To get some sense of clarity, Madhu said that banks know their industry is changing, and “most of us carry our banks around in our pockets through our mobile phones.”
Millennials do not necessarily want to go into branches and do want feedback on the way they spend money. “This is a natural lead into mobile … and most banks are focusing on digital.” And with the movement toward mobile banking, the process has to be frictionless, and in terms of verification, mobile network data, mobile numbers and other information get factored in.
The form factor emergence will tilt toward wearables, said the executive. The market is catching up, realizing that online and social platforms are also worthy of being added to the mix of information for digital identity as “natural extensions of one’s offline presence in the world.”
There’s also the evolution of how “we re-verify the individual on an ongoing basis” to make sure that accounts have not been compromised, added Madhu. Multi-factor identification protocols on their own are not really as secure as they once were, said Madhu, and at Socure, biometrics come into play, too.
With other complex technologies, one standout is blockchain, which helps verify that the users are real and onboarded onto the networks and a network key is given to the individual. Then, “you can assume that all the transactions that are encrypted into that database in an immutable way are bound to that key.” A token that verified transactions entered in conjunction with that key would make complex and adjacent technologies unnecessary in terms of re-verification. “The blockchain exists for multi-party public transactions,” where knowledge is also shared globally.

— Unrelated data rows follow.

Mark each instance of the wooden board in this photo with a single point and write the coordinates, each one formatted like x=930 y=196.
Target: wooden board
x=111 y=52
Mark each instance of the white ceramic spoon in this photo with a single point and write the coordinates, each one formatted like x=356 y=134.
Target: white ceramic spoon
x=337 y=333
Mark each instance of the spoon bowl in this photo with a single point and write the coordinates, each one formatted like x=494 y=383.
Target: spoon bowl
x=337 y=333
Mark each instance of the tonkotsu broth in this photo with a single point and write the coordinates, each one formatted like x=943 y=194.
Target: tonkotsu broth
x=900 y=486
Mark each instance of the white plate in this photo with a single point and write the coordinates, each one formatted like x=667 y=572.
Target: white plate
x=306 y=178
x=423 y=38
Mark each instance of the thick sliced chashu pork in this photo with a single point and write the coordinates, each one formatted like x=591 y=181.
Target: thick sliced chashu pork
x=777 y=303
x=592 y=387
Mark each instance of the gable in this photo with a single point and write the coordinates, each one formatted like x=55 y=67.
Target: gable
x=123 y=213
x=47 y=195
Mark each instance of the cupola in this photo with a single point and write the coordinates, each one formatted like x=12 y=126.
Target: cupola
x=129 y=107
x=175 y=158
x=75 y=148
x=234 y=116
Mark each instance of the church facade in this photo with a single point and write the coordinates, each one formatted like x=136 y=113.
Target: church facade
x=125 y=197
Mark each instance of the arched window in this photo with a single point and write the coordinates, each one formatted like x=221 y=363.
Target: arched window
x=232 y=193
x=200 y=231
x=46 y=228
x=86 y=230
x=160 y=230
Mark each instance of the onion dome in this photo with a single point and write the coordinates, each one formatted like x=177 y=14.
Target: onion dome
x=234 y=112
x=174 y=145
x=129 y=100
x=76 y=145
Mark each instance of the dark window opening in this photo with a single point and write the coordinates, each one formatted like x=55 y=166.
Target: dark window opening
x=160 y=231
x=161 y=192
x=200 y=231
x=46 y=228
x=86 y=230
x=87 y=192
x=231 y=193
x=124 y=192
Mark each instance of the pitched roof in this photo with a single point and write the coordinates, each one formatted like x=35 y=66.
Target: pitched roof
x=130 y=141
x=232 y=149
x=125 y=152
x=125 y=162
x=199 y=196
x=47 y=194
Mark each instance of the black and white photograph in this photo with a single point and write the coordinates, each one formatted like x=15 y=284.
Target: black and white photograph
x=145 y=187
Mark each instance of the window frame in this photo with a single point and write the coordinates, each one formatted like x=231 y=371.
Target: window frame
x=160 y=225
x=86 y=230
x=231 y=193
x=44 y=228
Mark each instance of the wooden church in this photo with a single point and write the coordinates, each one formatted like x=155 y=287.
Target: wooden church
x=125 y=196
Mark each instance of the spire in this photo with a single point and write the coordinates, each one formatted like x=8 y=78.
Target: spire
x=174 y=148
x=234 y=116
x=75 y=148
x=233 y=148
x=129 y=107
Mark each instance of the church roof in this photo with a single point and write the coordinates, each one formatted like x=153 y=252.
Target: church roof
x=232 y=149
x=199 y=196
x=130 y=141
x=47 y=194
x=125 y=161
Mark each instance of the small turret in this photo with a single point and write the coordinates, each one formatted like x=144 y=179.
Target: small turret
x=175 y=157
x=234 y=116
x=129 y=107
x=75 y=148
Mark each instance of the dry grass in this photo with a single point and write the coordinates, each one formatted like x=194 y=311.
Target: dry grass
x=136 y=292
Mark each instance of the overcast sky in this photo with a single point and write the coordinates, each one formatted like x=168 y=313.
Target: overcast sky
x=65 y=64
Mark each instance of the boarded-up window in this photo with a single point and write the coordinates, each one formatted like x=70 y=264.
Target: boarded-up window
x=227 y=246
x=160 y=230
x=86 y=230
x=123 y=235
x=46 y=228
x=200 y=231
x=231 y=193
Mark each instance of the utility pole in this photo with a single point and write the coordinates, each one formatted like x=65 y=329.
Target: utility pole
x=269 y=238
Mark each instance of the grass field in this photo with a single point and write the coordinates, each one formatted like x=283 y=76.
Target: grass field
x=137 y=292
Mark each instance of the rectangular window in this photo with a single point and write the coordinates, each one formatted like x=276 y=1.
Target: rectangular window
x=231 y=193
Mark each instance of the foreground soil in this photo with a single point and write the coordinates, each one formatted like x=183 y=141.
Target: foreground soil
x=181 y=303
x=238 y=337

As for the intersection between digital identity and biometrics, “biometrics is 20 years old and is still maturing rapidly,” said Mahdu, “and digital identity verification is absolutely important even in a biometric scenario. It is possible to bind a stolen identity to someone else’s biometric.” Therefore, biometrics must also deploy a system of enrollment. He noted that Apple Pay has had 6 percent fraud rates, despite touch pay being in existence — indicating that biometrics alone is not enough to ensure digital identities.